Muchos hombres expresaron su acuerdo con un gruñido. La rivalidad entre las escuelas era feroz.
—Si los atacamos rápido y contundentemente, podemos acabar con esto incluso antes de que empiece.
Un rayo de esperanza iluminó los rostros ansiosos.
—¡Seguidme y luchemos juntos! Quiero que los reciarios se sitúen delante y a los lados. Todos los demás en el centro. Acabaremos con esos desgraciados con un ataque frontal en masa. —Brennus alzó un puño cerrado—. ¡Lu-dus Mag-nus!
Se produjo un breve silencio mientras los gladiadores musitaban entre sí, asimilando sus palabras. Unos cuantos asintieron y gritaron la consigna contagiosa. Poco a poco se les fueron añadiendo más y al final la celda resonaba por los rugidos de «¡Lu-dus Mag-nus! ¡Lu-dus Mag-nus!»
El galo retrocedió satisfecho. Figulus miró enfadado a quienes tenía cerca, pero el momento de responder había pasado. Los hombres seguirían a Brennus.
Sextus asintió para mostrar su aprobación.
—Nos has animado y, con un poco de suerte, has dividido también a nuestros enemigos.
—Mucho antes de ser gladiador lideraba a los guerreros en el campo de batalla.
—Y te ruego que vuelvas a liderarlos. —El
scissores
señaló la entrada—. Ni rastro de ellos todavía. Ese
murmillo
tenía razón, saldremos a la arena a ciegas.
—Y dentro de poco.
—Que los dioses nos acompañen.
—¡Y que guíen tu hacha! —Brennus alzó la voz—. Recordad lo que he dicho.
Romulus se alegró de que los gladiadores respondieran de inmediato y formaran grupos.
El galo sonrió abiertamente y sacó la espada.
—¿Dónde quieres que estén mis chicos? —le preguntó Sextus.
—¡Donde les vaya mejor para hacer lo que saben, Sextus! ¡Abate a los hombres de los extremos!
El
scissores
enseñó los dientes al oír el comentario de doble filo.
En ese momento el sonido de pasos de un grupo de guardas, lanza en mano, se acercó por el pasillo.
Las vallas situadas entre las hileras de jaulas tenían una salida al exterior.
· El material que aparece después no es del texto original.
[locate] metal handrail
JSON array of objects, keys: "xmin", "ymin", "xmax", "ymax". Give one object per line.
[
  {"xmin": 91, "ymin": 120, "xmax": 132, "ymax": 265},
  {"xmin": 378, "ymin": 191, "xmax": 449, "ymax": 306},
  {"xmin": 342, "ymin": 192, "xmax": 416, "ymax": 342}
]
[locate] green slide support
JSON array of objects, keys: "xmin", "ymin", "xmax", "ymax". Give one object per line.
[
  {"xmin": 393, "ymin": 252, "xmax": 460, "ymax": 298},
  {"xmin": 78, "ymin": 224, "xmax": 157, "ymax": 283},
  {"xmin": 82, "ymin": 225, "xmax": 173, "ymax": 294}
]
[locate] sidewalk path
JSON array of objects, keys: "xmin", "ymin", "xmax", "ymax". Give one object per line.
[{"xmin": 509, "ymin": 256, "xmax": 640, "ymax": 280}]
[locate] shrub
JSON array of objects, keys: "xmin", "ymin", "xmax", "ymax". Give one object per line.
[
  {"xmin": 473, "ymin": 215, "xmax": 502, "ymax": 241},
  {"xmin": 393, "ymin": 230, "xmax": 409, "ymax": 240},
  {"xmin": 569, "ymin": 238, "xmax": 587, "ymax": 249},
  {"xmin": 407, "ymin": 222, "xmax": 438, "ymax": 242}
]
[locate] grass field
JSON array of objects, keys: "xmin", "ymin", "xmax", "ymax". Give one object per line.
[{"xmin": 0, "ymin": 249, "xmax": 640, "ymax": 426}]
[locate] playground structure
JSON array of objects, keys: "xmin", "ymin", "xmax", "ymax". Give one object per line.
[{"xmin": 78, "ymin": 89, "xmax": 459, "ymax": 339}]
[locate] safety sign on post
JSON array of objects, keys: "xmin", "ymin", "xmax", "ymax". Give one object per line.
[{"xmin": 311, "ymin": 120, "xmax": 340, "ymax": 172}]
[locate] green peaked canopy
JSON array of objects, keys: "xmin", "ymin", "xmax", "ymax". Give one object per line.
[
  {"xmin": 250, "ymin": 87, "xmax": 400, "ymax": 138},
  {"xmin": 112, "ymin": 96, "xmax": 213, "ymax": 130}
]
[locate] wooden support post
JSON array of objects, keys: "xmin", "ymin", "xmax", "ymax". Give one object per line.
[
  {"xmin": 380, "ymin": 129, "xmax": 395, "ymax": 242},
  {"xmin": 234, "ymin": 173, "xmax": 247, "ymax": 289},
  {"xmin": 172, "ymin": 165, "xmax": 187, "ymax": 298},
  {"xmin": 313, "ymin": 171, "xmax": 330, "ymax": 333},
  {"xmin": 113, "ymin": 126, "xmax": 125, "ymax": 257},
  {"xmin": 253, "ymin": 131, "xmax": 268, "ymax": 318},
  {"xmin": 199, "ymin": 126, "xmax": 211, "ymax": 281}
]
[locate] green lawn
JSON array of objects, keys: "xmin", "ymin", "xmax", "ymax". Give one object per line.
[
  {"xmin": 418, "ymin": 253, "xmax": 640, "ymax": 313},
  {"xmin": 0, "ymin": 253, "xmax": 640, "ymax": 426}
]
Algunos hombres levantaron una pesada barra que servía para bloquear el paso y la dejaron en el suelo antes de retirar unos tablones para abrir un hueco que permitiera salir a dos luchadores a la vez. El resto cerró el pasaje que llevaba a la callé.
El esclavo que había sido insolente con Memor metió en el candado una llave larga y abrió la puerta de par en par.
—¡Ha llegado la hora de morir! —exclamó con una sonrisa de satisfacción.
Varios luchadores se abalanzaron hacia él por entre los barrotes con puñales y espadas. Retrocedió asustado de un salto.
—¡Salid de ahí! No me obliguéis a ir a buscar a los arqueros.
—Cuidado con lo que dices, hijo de perra —masculló Sextus—. Ya saldremos cuando sea el momento.
A Romulus le desconcertaba y enojaba que un esclavo como ellos quisiera que otros murieran. Si se hubieran aliado y luchado juntos, los cimientos de la República se habrían desmoronado bajo el peso de tal cantidad de esclavos. «Piensas como Espartaco —se dijo—. Todos los hombres deberían ser libres.»
El guarda volvió a señalar el exterior pero fue lo suficientemente sensato como para no abrir la boca. Aquellos luchadores eran peligrosos, incluso detrás de los barrotes. Las trompetas tronaron y el público vitoreó, deseoso de que comenzara el espectáculo.